Dinheiro, carros e futebol
Há exatamente um ano, a revista The Economist fez uma reportagem investigando os segredos das finanças da Fórmula 1
Elena Landau*, Site no.com.br
13 de julho de 2001
Há exatamente um ano, a revista The Economist fez uma reportagem investigando os segredos das finanças da Fórmula 1. Ressaltava o fato de o automobilismo mobilizar extraordinárias somas de dinheiro, administrado de forma igualmente extraordinária. Causou espécie à revista a enorme influência de Bernie Ecclestone, vice-presidente da FIA (Federação Internacional de Automobilismo) nos negócios da Fórmula 1.
Poucos meses antes da reportagem, a FIA garantiu uma extensão de 100 anos ao contrato de cessão de direitos comerciais celebrado com a Formula One Management, empresa da família de Ecclestone, que competiu absolutamente sozinha por este butim.
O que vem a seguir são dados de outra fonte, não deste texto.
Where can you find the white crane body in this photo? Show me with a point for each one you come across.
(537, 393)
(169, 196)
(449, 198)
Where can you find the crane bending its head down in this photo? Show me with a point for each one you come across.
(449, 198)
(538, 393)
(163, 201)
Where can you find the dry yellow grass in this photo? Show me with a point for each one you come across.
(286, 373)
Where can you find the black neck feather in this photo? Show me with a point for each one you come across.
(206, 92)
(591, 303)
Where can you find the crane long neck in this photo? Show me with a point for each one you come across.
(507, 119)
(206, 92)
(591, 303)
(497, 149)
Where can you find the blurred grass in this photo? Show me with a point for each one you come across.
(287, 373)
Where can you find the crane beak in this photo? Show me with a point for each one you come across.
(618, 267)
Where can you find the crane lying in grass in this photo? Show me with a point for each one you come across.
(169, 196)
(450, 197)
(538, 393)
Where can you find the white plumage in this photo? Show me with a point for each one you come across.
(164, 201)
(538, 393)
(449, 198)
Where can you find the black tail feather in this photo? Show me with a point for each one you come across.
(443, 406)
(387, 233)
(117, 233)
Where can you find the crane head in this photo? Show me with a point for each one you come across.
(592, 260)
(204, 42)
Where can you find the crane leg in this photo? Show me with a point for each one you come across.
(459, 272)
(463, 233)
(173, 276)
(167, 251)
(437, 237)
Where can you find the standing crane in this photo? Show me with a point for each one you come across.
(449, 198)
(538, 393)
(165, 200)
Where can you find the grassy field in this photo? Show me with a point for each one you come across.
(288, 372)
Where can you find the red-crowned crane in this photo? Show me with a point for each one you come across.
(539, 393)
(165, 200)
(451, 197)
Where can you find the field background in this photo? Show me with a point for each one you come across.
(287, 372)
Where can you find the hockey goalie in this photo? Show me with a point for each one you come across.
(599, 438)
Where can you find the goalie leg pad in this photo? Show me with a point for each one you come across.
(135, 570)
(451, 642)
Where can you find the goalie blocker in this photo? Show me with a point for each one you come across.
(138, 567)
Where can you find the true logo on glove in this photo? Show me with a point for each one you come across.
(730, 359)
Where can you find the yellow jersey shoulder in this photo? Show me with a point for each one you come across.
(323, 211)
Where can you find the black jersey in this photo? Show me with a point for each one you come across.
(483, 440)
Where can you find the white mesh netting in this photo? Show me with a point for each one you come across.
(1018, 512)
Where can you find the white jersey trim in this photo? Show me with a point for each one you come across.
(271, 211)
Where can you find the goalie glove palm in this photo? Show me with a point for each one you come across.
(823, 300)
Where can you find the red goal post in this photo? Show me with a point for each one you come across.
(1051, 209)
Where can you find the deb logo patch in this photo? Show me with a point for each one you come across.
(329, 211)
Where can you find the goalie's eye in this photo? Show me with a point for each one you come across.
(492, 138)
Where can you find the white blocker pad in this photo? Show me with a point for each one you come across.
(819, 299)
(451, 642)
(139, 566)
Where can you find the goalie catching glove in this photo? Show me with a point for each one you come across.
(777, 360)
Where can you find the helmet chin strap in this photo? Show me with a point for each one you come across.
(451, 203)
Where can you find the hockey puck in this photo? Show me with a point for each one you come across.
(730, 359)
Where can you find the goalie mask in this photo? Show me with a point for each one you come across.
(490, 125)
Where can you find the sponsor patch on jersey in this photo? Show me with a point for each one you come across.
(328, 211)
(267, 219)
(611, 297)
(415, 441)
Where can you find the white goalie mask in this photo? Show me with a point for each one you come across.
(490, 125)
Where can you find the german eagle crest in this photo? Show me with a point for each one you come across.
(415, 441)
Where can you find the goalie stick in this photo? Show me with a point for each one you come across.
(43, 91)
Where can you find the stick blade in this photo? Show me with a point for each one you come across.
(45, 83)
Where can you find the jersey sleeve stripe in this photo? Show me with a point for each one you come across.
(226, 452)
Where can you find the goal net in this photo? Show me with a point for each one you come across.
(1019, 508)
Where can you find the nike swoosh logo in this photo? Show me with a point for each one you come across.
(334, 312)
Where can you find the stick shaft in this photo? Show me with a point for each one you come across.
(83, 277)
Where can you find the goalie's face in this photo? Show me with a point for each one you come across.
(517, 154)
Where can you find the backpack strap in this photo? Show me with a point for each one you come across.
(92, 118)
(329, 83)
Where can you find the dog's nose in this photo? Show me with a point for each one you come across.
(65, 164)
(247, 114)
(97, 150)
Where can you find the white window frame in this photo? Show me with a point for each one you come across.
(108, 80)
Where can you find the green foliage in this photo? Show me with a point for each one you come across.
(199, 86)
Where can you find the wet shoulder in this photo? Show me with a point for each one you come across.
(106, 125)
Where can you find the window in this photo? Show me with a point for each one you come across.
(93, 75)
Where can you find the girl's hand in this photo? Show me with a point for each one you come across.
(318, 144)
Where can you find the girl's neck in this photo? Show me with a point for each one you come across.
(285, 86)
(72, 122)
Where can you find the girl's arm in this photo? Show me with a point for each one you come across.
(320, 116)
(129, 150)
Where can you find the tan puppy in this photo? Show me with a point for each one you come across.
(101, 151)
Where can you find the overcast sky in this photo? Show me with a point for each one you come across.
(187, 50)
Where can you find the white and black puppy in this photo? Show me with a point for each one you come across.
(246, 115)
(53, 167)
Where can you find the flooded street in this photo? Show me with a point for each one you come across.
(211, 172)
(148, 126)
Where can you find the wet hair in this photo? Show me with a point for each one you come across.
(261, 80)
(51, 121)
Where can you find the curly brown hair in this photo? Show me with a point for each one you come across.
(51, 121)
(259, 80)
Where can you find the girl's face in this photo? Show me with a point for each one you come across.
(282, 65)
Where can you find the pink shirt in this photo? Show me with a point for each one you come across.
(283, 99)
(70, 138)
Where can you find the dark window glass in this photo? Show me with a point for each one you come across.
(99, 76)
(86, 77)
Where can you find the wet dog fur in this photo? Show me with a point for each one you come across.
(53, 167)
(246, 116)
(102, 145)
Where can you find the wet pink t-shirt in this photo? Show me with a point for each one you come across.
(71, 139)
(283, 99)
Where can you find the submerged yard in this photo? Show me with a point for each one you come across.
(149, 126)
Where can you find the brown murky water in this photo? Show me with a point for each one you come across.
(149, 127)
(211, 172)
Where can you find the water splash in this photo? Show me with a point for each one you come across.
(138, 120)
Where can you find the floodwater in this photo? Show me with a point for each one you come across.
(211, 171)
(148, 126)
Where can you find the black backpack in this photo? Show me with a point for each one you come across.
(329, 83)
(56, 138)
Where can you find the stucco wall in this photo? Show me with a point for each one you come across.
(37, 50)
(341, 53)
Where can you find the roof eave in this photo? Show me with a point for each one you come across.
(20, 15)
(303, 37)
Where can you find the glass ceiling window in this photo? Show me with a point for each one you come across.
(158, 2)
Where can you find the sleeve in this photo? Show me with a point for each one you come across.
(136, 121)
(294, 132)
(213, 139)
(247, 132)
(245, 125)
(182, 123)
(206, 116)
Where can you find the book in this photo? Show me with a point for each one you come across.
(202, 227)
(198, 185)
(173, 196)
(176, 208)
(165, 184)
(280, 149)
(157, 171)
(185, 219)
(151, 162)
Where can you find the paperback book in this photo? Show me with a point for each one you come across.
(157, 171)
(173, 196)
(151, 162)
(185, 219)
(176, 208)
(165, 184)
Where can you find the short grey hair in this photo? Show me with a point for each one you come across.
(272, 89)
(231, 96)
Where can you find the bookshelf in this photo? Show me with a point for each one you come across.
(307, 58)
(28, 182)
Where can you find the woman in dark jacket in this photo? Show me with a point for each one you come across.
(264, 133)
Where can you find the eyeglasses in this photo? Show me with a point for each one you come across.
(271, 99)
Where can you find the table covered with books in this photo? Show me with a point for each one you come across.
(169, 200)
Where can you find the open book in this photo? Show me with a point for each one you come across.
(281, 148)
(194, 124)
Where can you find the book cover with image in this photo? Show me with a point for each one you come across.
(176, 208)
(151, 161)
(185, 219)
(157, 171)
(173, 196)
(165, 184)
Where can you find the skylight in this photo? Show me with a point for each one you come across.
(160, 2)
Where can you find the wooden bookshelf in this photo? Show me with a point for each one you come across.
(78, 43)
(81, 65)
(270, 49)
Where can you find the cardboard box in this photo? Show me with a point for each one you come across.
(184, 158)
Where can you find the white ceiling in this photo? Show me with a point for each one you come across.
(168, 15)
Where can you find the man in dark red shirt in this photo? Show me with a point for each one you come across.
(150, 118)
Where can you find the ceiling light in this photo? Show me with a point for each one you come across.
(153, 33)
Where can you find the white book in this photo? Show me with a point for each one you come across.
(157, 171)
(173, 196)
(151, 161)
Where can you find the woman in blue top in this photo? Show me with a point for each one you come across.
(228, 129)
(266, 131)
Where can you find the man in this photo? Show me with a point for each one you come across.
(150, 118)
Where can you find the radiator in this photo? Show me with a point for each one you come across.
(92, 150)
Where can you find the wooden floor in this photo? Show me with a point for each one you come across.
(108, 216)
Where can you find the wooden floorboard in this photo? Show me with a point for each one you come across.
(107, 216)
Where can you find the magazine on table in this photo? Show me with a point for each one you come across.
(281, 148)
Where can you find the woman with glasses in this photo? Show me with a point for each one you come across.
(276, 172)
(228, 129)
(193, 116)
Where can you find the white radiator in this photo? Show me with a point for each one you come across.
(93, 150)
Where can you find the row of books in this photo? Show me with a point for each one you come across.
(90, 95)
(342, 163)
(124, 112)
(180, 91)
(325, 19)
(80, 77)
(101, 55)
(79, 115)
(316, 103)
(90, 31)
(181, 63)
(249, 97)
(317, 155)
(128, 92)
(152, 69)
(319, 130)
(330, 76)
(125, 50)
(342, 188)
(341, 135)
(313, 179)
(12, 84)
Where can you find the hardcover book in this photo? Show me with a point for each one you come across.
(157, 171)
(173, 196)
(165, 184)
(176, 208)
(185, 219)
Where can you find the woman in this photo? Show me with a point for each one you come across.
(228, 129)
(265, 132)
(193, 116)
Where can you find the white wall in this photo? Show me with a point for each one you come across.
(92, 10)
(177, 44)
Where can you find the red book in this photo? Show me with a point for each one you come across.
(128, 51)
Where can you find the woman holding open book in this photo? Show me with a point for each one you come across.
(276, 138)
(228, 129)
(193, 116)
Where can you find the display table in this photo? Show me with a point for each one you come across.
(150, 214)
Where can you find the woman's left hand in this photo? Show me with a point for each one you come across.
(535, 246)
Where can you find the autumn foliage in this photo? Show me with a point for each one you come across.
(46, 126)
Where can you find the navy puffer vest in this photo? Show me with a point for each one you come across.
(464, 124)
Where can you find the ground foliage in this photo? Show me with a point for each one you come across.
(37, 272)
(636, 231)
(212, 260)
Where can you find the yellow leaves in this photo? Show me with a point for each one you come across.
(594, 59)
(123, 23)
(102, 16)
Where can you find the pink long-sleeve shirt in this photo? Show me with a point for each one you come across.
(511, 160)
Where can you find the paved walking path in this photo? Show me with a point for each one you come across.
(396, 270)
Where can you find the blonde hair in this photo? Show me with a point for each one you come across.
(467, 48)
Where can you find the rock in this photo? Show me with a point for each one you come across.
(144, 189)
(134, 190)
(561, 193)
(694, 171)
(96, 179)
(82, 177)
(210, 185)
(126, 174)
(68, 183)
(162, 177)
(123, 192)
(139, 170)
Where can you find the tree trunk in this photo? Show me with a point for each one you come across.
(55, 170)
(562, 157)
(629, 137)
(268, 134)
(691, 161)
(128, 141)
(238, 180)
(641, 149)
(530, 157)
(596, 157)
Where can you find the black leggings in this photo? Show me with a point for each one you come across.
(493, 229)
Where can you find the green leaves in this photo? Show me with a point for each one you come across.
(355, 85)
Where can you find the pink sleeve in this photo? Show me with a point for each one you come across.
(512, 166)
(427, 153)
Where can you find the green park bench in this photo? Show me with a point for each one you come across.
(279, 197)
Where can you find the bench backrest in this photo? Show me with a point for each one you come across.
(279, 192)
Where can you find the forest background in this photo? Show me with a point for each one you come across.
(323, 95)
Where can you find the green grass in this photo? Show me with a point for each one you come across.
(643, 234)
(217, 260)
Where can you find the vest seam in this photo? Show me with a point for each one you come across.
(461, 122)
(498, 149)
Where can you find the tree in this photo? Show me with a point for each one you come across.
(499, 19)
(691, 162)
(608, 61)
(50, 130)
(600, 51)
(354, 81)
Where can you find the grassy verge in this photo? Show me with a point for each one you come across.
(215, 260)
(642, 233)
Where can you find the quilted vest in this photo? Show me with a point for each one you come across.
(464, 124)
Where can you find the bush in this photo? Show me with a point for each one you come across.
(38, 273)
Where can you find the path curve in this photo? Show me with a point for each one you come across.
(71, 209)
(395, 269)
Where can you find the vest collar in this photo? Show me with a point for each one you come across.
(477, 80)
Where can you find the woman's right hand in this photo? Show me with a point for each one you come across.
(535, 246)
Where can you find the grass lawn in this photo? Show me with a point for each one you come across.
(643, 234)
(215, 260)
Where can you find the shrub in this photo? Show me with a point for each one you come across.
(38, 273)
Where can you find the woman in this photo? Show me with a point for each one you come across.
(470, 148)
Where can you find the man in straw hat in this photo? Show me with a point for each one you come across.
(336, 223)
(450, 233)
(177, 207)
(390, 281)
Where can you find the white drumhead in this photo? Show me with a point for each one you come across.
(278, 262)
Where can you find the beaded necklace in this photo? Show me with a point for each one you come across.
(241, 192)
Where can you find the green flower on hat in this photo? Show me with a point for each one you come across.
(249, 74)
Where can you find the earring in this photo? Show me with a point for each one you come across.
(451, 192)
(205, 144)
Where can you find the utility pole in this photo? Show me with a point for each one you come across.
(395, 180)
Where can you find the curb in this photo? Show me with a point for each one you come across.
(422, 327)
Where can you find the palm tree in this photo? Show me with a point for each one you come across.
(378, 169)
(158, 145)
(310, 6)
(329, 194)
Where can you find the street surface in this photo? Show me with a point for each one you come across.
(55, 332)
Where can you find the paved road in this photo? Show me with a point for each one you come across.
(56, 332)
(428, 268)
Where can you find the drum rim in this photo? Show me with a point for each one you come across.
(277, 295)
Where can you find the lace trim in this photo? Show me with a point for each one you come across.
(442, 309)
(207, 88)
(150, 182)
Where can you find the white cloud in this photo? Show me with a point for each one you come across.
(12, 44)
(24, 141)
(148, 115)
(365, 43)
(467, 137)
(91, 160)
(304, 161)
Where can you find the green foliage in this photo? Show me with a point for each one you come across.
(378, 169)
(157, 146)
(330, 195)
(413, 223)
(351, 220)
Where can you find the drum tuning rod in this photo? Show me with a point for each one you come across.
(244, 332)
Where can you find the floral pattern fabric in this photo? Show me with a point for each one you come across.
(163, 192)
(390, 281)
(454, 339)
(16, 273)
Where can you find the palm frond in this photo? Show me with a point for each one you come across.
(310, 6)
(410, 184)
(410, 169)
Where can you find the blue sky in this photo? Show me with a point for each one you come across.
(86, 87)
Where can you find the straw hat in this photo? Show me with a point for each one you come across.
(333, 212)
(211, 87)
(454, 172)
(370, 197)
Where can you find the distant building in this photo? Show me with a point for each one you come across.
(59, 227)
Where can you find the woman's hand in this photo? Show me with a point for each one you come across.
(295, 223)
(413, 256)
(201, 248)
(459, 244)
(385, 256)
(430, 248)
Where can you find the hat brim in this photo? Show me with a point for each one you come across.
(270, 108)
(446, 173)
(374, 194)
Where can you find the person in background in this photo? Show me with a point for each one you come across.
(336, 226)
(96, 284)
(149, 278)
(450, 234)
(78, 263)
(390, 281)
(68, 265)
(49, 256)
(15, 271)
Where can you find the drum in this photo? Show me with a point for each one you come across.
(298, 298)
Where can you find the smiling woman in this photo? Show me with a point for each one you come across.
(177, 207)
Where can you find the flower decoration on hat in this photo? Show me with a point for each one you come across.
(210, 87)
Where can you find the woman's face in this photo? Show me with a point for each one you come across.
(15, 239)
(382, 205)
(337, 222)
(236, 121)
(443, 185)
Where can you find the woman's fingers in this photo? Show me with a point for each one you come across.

O valor do contrato foi de apenas US$ 506 milhões. Só a título de comparação, a Nascar, associação que organiza o campeonato da categoria stock car nos Estados Unidos, recebeu pela venda de direitos de televisionamento de suas corridas US$ 562 milhões anuais. Ecclestone tentou se explicar, não convenceu, mas a coisa ficou como já estava.
A Fifa também tem explicações a dar. Seu presidente, Joseph Blatter vem sendo questionado pelo seu relacionamento com a finada ISL, que concentrava todos os contratos da entidade. A falência da empresa de marketing esportivo suíça causou estragos financeiros na Fifa de grandes proporções. A ISL ficou conhecida por aqui por conta de seu investimento no Flamengo que, aliás, deve estar morto de arrependimento de ter esnobado o fundo de investimentos HTMF, cujas parcerias no Corínthians e Cruzeiro vão muito bem obrigado.
É triste, mas Ricardo Teixeira, no fundo, tem exemplo lá fora. Aparentemente, ele está apenas importando know-how. Segundo a Folha de S. Paulo, Teixeira deu uma de Ecclestone. Só que ao invés de sua família, entregou um bom bocado do contrato da CBF com a Ambev a um amigo, Renato Tiraboschi, pessoa, aliás, dona de um timming perfeito: comprou a empresa MB apenas dois dias antes do seu credenciamento pela CBF para intermediar o acordo com a Ambev.
Os mega-contratos de marketing assinados pela CBF têm sido alvo de desconfiança geral. Foi assim com a Nike. Agora é com a Ambev. As críticas vão desde o nível de ingerência dos patrocinadores até a necessidade ou não de intermediação no fechamento desses contratos. É razoável esperar que um patrocinador, que faz a aposta numa equipe ou num atleta, tenha direito de exigir uma contrapartida dos seus patrocinados. Quanto a intermediação, a questão é saber primeiro se ela era de fato necessária.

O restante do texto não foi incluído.